From the movie theater through Bigger’s fight with
Gus
Summary
Was what he had heard about rich white
people really true? Was he going to work for people like you saw
in the movies . . . ?
See Important Quotations Explained
Bigger decides to spend twenty cents on a movie to help
dispel his growing fear of robbing Blum. He and Jack go to a movie
theater, and they masturbate while watching it and thinking about
their girlfriends. Afterward, they discuss Bigger’s upcoming job
interview with Mr. Dalton. Bigger says that he would rather go to
jail than take a job through the relief agency. A newsreel begins,
showing the young daughters of wealthy families playing on the beach
in Florida. The camera focuses on Mary Dalton as she kisses a handsome man,
identified only as a “well-known radical.” A commentator reports
that Mary has shocked her family by becoming romantically linked
to this man and that her parents have tried to put an end to the
relationship. Bigger realizes that the scandalous young woman is the
daughter of his prospective employer, Mr. Dalton.
The movie Trader Horn begins. Watching
scenes of black men and women dancing wildly to the beat of drums,
Bigger imagines a party at a rich, white home. For the first time,
he contemplates the job with the Daltons with great interest. Mary
Dalton, he thinks, might be a “hot kind of girl” who would like
to come see his side of town, and who might bribe him to keep her
secrets from her parents. Bigger also remembers his mother’s constant
advice that wealthy white people treat black people better than
they treat poor whites. Bigger thinks that perhaps the Dalton family
would be easy to get along with because they are so wealthy. His
thoughts return to the robbery of Mr. Blum. Now that he is more
interested in a real job, he berates himself for taking a “fool’s
chance” with the law.
When Jack and Bigger return to Doc’s at three o’clock,
Bigger is secretly glad that Gus is not there yet, as they cannot
carry out the robbery without him. As the group anxiously awaits
Gus, nervous tension gathers in the pit of Bigger’s stomach, as
he has convinced himself that he no longer wants to follow through
with the robbery. When Gus finally shows up, the anxious Bigger
attacks and beats him violently without provocation or warning.

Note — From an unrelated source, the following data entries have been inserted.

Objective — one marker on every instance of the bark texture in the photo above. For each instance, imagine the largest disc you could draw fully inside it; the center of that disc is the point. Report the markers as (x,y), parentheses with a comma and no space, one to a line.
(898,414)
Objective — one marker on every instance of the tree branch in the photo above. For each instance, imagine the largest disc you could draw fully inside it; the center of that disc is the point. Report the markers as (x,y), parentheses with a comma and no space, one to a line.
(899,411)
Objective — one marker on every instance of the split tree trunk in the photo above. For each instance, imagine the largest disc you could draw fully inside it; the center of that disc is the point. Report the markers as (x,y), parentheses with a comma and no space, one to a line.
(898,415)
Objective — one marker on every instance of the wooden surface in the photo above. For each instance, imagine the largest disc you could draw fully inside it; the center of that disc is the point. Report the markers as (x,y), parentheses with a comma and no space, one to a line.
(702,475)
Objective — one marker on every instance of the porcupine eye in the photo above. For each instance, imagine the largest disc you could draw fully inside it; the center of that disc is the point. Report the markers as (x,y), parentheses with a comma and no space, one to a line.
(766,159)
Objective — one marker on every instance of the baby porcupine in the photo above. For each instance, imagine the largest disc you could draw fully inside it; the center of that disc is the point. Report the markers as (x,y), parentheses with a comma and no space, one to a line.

He then pulls a knife on Gus and forces him to lick the blade. Bigger
accuses Gus of ruining the plan by being late, although Jack insists
there is still enough time. Gus flees the premises, and G. H. hints
that Bigger had wanted to spoil the plan all along. Bigger threatens
G. H. and Doc draws a gun. Bigger slashes the cloth on the pool
table before slipping out the door and heading home. Though he does
not know it consciously, he feels “instinctively” that it was his
fear of robbing a white man that drove him to attack Gus. Bigger’s
survival depends on how well he can bury this knowledge deep inside
himself.
Analysis
In this section, we see that popular culture
serves as a release for Bigger—a way to help him forget his misery—but
that it also serves as a form of indoctrination. As Bigger has limited
contact with white people, his understanding of the white world
comes primarily through the popular culture of movies, magazines,
and hearsay. The movies focus on the gleaming,
opulent world of fabulously wealthy white Americans like the Daltons.
Blacks, if they appear in the movies at all, are consistently depicted
as one of two stereotypes: either the dangerous, radically foreign,
and inferior savage; or the clownish, humble, and ignorant black
servant. The white society that produces this popular culture, then,
has control over the social dialogue that determines the meaning
of the color of Bigger’s skin and hence his identity.
Ultimately, white America controls Bigger’s relationship
with his own community. He is too afraid to challenge white authority,
so his own community becomes the target and outlet for his relentless
terror and frustration. He has an intense desire to test the boundaries of
the subservience white America has assigned him, but he is ultimately
too afraid to carry out the robbery of a white merchant. Instead,
he transfers his hatred and fear of whites onto his friend Gus.
Gus is a safer target, just as the black merchants are safer targets
for the gang’s robberies. This violence against members of their own
community, however, ruins blacks’ chances of becoming a real community
and keeps them alienated and weak.
The wall of isolation behind which Bigger hides alienates
him not only from his friends, family, and community, but also from
himself. His fear, rage, and conflicting and unexamined desires
torture him. He instinctively understands that it is better to fight
Gus than to rob a white man, but he must keep this understanding
buried beneath his consciousness. There exists, then, a gulf between
what Bigger feels and what he knows. Unable to face the reality
of his life as a black man, Bigger is forced to keep his thoughts
and his feelings separate. His consciousness is divided, just as
the members of his own community are divided and unable to come
together into a cohesive and productive whole.